Key Lifecycle Administration
Master keys are renewed every 90 days automatically inside an HSM https://wanteddeadorwild.uk. New keys are never exported in plaintext. Rotated keys are stored for the data’s retention period plus 12 months for lawful forensic access. When a data category is purged, its key is destroyed inside the HSM, making any backups unrecoverable. We assign each key to a single data partition, never reuse, and conduct quarterly witnessed key ceremonies logged immutably for five years. The offline archive of old keys demands dual control and is stored on write-once media in a fireproof safe. Annual recovery drills ensure forensic decryption works when needed. No plaintext key material ever departs the HSM boundary.
Policy Review and Incident Reporting Protocols
We assess this policy every six months or upon material change to the game or regulation. Reviews are minuted with DPO, CISO, and legal counsel. A public summary is posted in our privacy centre, minus confidential details. Material changes are emailed 30 days ahead. Minor edits are silently recorded. If a breach occurs affecting data under this policy, we alert affected individuals within 72 hours if high risk, submit with the ICO, and post a transparency notice. Third-party processor breaches must follow the same protocol. We maintain a breach notification log audited quarterly. Post-incident reviews adjust controls as needed. Biannual tabletop exercises test misconfigurations and ransomware to test our response.

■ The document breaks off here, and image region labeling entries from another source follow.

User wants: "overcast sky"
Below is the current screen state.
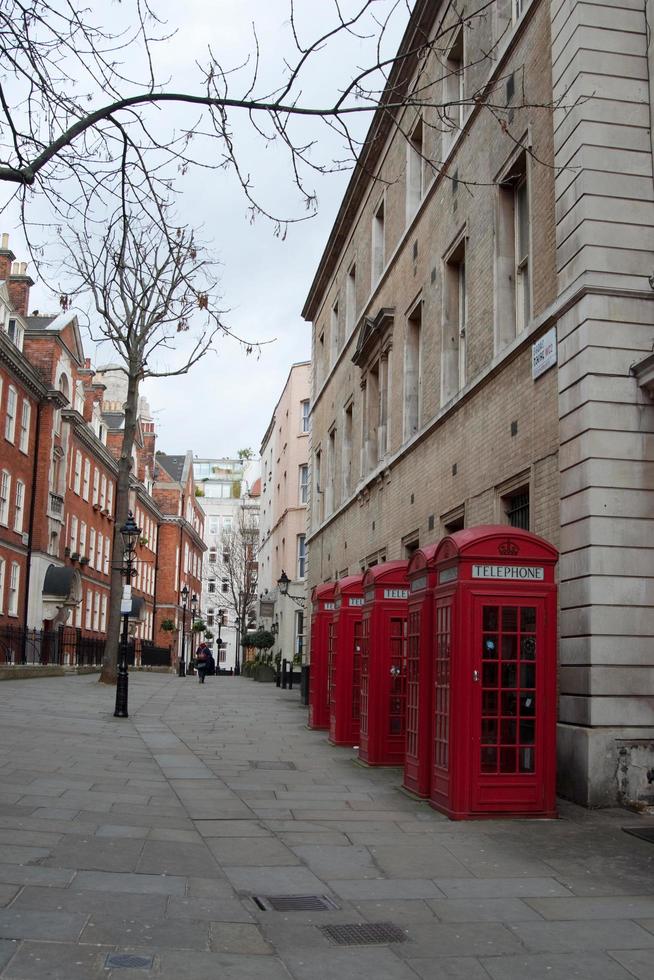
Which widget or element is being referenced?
[2,0,407,456]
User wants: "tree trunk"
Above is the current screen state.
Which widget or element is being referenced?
[100,372,139,684]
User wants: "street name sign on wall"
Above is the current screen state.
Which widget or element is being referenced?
[531,327,556,381]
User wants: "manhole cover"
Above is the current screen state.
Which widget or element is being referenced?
[252,759,295,769]
[104,953,154,970]
[622,827,654,844]
[318,922,406,946]
[252,895,339,912]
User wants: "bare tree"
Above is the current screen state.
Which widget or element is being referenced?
[209,504,259,673]
[0,0,560,244]
[57,202,264,683]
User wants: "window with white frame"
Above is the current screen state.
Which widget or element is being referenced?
[443,26,465,153]
[73,449,82,495]
[14,480,25,534]
[297,534,307,579]
[441,236,467,405]
[495,150,531,350]
[406,118,425,224]
[18,398,32,453]
[300,463,309,504]
[372,198,386,286]
[82,459,91,500]
[0,470,11,526]
[7,561,20,616]
[5,385,18,442]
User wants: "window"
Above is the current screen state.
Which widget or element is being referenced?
[404,300,422,440]
[73,449,82,494]
[7,561,20,616]
[18,398,32,453]
[5,385,18,442]
[502,486,529,531]
[341,402,353,499]
[300,463,309,504]
[443,27,465,155]
[345,263,357,338]
[297,534,307,579]
[406,119,425,224]
[495,150,531,350]
[0,470,11,527]
[441,237,467,405]
[82,459,91,500]
[293,609,304,658]
[372,198,386,286]
[331,300,341,364]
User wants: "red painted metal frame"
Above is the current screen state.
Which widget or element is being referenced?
[329,575,363,745]
[359,561,409,766]
[404,544,438,797]
[309,582,336,728]
[430,525,558,820]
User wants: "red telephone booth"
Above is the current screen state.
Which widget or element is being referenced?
[328,575,363,745]
[359,561,409,766]
[404,544,438,797]
[430,525,557,820]
[309,582,335,728]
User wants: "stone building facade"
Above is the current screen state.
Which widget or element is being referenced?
[259,361,311,660]
[303,0,654,805]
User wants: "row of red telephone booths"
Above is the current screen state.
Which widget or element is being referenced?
[309,525,557,819]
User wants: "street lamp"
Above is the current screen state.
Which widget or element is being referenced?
[178,585,188,677]
[114,510,141,718]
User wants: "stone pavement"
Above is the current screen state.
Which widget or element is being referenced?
[0,673,654,980]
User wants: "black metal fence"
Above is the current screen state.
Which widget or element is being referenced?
[0,625,171,667]
[0,626,104,667]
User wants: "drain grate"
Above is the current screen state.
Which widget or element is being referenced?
[318,922,406,946]
[622,827,654,844]
[104,953,154,970]
[252,895,340,912]
[250,759,295,769]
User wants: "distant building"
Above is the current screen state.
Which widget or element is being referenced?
[259,361,311,660]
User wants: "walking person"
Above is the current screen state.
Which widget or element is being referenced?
[195,643,213,684]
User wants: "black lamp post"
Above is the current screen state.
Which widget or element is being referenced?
[114,510,141,718]
[178,585,188,677]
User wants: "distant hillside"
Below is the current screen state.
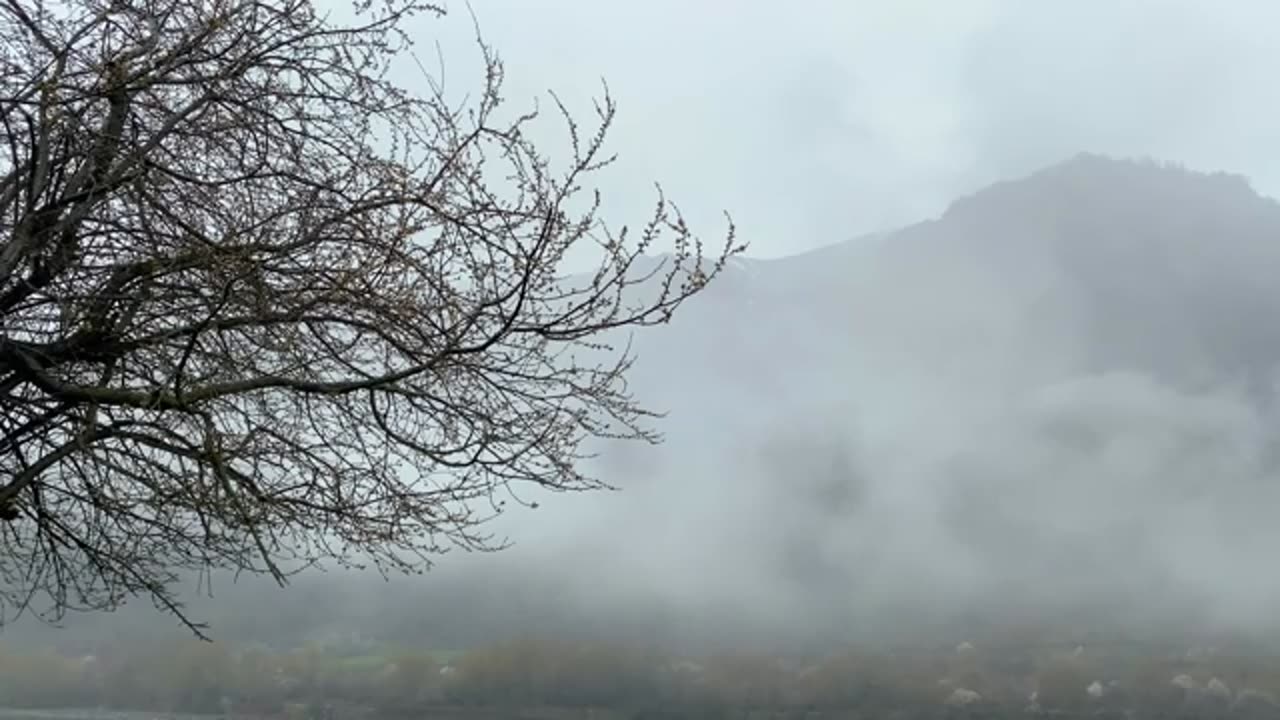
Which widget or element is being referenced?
[15,155,1280,647]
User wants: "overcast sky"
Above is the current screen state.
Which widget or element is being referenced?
[399,0,1280,258]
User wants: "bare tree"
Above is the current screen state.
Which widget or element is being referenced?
[0,0,742,633]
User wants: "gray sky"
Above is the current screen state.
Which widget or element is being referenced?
[415,0,1280,258]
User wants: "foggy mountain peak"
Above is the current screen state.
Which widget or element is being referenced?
[37,155,1280,647]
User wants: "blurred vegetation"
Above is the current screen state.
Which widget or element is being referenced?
[0,638,1280,720]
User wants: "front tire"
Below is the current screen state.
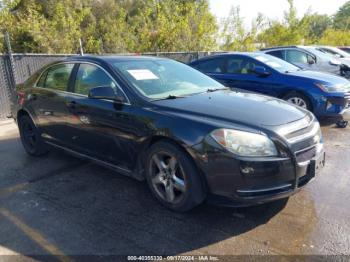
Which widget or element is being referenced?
[18,115,48,156]
[146,141,206,212]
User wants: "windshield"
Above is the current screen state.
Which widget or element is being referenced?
[112,59,225,99]
[252,53,301,73]
[317,47,349,57]
[305,46,334,61]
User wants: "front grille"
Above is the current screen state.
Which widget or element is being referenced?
[278,115,321,145]
[296,147,317,163]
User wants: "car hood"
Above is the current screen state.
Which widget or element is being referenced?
[286,70,349,86]
[154,90,307,126]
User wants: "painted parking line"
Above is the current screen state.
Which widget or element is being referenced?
[0,208,71,262]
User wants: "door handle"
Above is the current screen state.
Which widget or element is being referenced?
[66,101,77,109]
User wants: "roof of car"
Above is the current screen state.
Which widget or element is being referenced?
[260,45,307,51]
[190,52,267,64]
[66,55,167,63]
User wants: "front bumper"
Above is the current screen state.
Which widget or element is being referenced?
[319,93,350,117]
[193,144,325,207]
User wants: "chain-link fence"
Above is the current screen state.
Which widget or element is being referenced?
[0,52,224,120]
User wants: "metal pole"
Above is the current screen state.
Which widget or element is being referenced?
[5,31,16,118]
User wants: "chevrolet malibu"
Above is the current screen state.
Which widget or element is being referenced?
[13,56,325,212]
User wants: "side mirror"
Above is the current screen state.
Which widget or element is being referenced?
[89,86,123,103]
[250,66,271,77]
[307,56,316,65]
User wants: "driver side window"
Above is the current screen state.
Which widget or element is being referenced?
[227,57,257,75]
[74,64,118,95]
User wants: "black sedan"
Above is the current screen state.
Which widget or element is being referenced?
[13,56,325,211]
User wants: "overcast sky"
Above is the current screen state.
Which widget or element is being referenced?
[210,0,347,24]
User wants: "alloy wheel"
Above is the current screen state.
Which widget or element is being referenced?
[150,152,186,204]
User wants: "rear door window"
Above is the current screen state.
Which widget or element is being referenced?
[74,64,118,95]
[227,57,257,75]
[43,64,74,91]
[194,58,225,74]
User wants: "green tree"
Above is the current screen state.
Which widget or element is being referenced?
[317,29,350,46]
[302,13,332,44]
[334,1,350,30]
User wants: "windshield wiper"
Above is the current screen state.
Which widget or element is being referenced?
[152,95,187,101]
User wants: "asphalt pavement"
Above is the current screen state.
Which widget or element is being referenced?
[0,116,350,259]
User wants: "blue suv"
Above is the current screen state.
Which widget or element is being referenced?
[190,53,350,117]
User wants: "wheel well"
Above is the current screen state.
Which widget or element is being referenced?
[138,136,208,192]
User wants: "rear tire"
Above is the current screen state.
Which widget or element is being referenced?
[145,141,206,212]
[18,115,48,157]
[283,91,312,111]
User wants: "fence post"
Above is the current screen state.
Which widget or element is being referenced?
[5,31,17,117]
[5,31,16,89]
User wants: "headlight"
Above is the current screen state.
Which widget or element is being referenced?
[315,83,348,93]
[210,129,278,157]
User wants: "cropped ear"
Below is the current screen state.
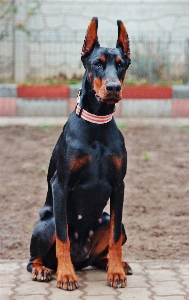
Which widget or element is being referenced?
[81,17,100,61]
[116,20,130,59]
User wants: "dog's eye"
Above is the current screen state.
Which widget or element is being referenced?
[117,61,123,68]
[95,61,102,68]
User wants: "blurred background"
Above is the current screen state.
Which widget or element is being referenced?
[0,0,189,85]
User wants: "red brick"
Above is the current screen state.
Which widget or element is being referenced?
[0,98,17,116]
[18,85,70,99]
[122,86,172,99]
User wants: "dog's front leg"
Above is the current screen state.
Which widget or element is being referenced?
[107,183,126,288]
[51,174,78,291]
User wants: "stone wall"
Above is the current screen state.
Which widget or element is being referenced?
[0,0,189,82]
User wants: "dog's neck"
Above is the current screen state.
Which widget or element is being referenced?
[79,71,115,116]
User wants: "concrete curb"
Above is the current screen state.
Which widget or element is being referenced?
[0,84,189,117]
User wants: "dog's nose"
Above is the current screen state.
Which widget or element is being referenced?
[106,82,121,94]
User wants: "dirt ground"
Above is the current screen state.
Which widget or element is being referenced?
[0,120,189,261]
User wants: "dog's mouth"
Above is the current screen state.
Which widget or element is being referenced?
[95,94,121,105]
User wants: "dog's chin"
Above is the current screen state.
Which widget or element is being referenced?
[95,94,121,105]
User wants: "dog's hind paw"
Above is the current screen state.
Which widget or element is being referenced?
[122,261,133,275]
[56,266,79,291]
[32,266,51,282]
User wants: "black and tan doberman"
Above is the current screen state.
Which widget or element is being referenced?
[27,18,132,290]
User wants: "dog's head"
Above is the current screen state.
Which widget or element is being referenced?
[81,18,131,104]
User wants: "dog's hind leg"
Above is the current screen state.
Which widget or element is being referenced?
[27,206,56,281]
[90,212,132,275]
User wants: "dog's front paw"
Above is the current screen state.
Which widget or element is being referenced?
[56,266,79,291]
[107,266,127,288]
[32,266,51,281]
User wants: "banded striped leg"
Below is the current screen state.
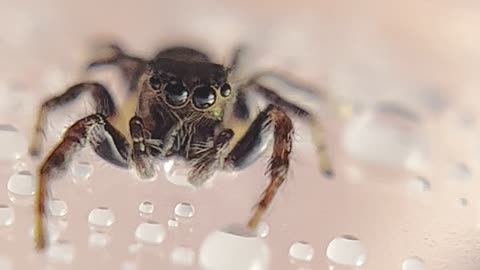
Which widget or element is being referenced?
[226,105,293,229]
[251,80,334,178]
[29,82,116,156]
[34,114,130,250]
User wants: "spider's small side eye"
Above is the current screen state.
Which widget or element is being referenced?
[165,82,188,106]
[193,86,216,109]
[220,83,232,97]
[149,75,162,90]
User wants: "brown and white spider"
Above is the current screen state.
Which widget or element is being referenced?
[29,41,333,249]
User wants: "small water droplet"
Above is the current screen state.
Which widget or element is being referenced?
[138,201,155,216]
[167,218,179,228]
[198,227,270,270]
[120,261,137,270]
[135,221,166,244]
[0,204,15,226]
[257,221,270,238]
[327,235,367,267]
[47,241,74,264]
[175,202,195,218]
[7,171,35,196]
[0,124,27,160]
[170,247,195,266]
[450,162,472,181]
[88,207,115,227]
[71,161,93,184]
[49,199,68,217]
[407,176,431,193]
[402,257,426,270]
[88,231,110,248]
[288,242,315,262]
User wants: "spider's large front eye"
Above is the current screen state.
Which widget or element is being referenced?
[193,86,216,109]
[149,75,162,90]
[165,83,188,106]
[220,83,232,97]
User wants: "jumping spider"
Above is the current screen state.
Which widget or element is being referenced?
[29,41,333,250]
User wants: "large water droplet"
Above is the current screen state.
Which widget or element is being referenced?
[199,226,270,270]
[138,201,155,216]
[175,202,195,218]
[135,221,166,244]
[48,199,68,217]
[47,241,74,264]
[0,124,27,160]
[327,235,367,267]
[0,204,15,226]
[402,257,425,270]
[170,247,195,266]
[288,242,315,262]
[7,171,35,196]
[88,207,115,228]
[71,161,93,183]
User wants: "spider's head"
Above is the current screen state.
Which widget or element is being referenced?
[146,59,232,119]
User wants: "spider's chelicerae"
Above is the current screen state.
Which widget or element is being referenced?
[29,41,333,249]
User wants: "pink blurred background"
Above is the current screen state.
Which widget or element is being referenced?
[0,0,480,270]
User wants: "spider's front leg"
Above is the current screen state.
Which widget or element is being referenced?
[34,114,130,250]
[225,104,293,229]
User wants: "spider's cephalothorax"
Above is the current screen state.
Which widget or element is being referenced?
[30,42,333,249]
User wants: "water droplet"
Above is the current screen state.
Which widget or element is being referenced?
[407,176,431,193]
[327,235,367,267]
[288,242,315,262]
[199,228,270,270]
[0,204,15,226]
[135,221,166,244]
[71,161,93,183]
[175,202,195,218]
[170,247,195,266]
[7,171,35,196]
[47,241,74,264]
[138,201,155,215]
[0,256,13,270]
[88,231,110,248]
[88,207,115,227]
[167,218,178,228]
[402,257,426,270]
[0,124,27,160]
[49,199,68,217]
[343,108,428,168]
[450,162,472,181]
[257,221,270,238]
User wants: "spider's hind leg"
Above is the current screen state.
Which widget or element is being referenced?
[34,114,130,249]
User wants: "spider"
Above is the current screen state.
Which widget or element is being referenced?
[29,43,333,250]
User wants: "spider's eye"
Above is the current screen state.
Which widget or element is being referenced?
[165,83,188,106]
[193,86,216,109]
[149,75,162,90]
[220,83,232,97]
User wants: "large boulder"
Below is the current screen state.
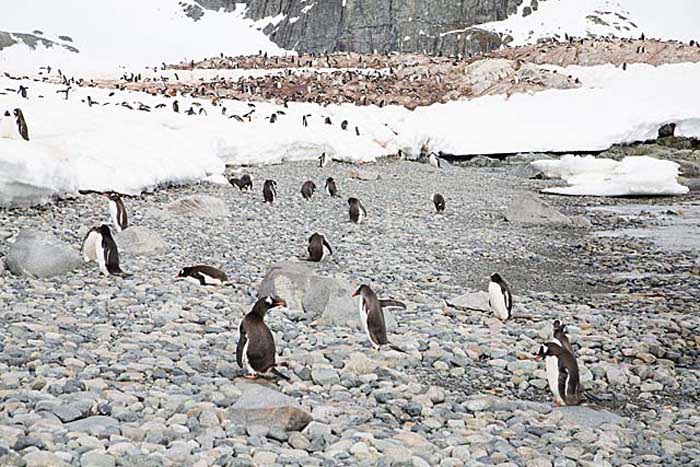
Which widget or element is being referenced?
[115,226,168,255]
[505,193,571,226]
[228,384,313,431]
[258,261,397,329]
[6,229,83,278]
[160,195,231,219]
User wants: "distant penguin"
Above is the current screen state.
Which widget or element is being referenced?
[228,174,253,191]
[348,198,367,224]
[433,193,445,214]
[552,320,576,356]
[352,285,405,352]
[236,297,289,380]
[263,180,277,204]
[301,180,316,200]
[326,177,340,197]
[177,265,228,285]
[535,342,583,406]
[489,273,513,321]
[83,224,129,277]
[0,110,20,139]
[14,109,29,141]
[308,233,333,262]
[104,191,129,232]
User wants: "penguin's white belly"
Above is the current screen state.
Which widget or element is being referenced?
[82,232,99,263]
[360,299,374,345]
[0,114,19,139]
[109,201,122,232]
[544,356,564,403]
[489,282,508,321]
[200,272,223,285]
[243,340,257,375]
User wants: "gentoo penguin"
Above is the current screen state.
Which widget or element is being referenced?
[228,174,253,191]
[308,233,333,262]
[489,273,513,321]
[177,265,228,285]
[348,198,367,224]
[326,177,340,197]
[83,224,129,277]
[236,297,289,380]
[301,180,316,200]
[552,320,576,356]
[433,193,445,213]
[0,110,19,139]
[104,191,129,232]
[352,285,405,352]
[535,342,583,406]
[263,180,277,204]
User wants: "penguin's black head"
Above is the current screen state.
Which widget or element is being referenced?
[252,295,287,316]
[352,284,371,297]
[97,224,112,236]
[177,267,192,278]
[552,319,566,332]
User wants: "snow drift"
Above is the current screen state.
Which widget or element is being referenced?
[532,154,688,196]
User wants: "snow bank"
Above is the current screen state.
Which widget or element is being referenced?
[392,63,700,155]
[532,154,688,196]
[0,0,285,78]
[479,0,700,46]
[0,79,396,206]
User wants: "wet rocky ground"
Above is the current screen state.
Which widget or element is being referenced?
[0,162,700,466]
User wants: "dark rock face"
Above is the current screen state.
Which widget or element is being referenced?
[196,0,523,56]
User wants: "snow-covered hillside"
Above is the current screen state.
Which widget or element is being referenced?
[480,0,700,46]
[0,0,285,76]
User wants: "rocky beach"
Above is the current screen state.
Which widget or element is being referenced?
[0,155,700,467]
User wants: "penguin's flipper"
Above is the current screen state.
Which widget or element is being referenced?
[389,344,408,353]
[236,323,248,368]
[379,300,406,310]
[270,366,291,381]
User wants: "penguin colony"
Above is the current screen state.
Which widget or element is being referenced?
[65,157,596,406]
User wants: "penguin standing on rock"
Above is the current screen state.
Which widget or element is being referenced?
[301,180,316,200]
[348,198,367,224]
[308,233,333,262]
[236,297,289,380]
[433,193,445,214]
[104,191,129,232]
[326,177,340,197]
[177,265,228,285]
[82,224,130,277]
[552,320,576,356]
[535,342,583,406]
[489,273,513,321]
[352,285,406,353]
[263,180,277,204]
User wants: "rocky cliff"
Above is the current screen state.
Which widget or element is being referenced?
[197,0,524,55]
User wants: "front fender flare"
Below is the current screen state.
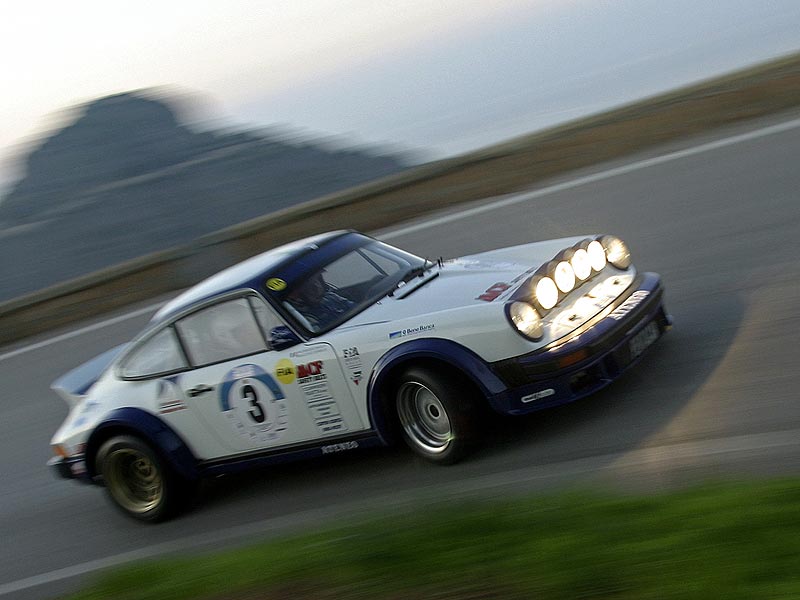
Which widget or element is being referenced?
[85,407,199,480]
[367,338,507,444]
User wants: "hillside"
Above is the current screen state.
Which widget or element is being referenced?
[0,93,407,300]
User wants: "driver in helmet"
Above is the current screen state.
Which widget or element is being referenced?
[286,272,353,332]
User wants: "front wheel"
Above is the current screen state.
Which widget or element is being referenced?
[395,367,478,464]
[97,435,191,522]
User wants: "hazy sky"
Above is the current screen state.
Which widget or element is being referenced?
[0,0,800,188]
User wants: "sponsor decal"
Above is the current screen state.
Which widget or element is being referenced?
[342,346,364,385]
[608,290,650,321]
[297,360,347,435]
[267,277,286,292]
[322,441,358,454]
[520,388,556,404]
[475,282,511,302]
[220,364,289,444]
[289,344,325,358]
[389,323,436,340]
[275,358,297,385]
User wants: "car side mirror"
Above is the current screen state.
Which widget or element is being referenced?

Policy Versioning and Revision History
We keep a version-controlled history of this policy with semantic versioning and plain-English summaries of each change. The log specifies exactly which sections changed and why. Previous versions remain accessible for comparison, so you can see precisely what was added or removed. Material modifications affecting your rights are communicated via email at least thirty days in advance. Minor typographical fixes are deployed silently but still recorded. Each entry is cryptographically signed to prove integrity, and annual independent audits confirm the log’s accuracy. The log is a living document reflecting our evolving data practices. You can view the full change log through a link in our privacy centre at any time. This transparent approach demonstrates our commitment to accountable data governance.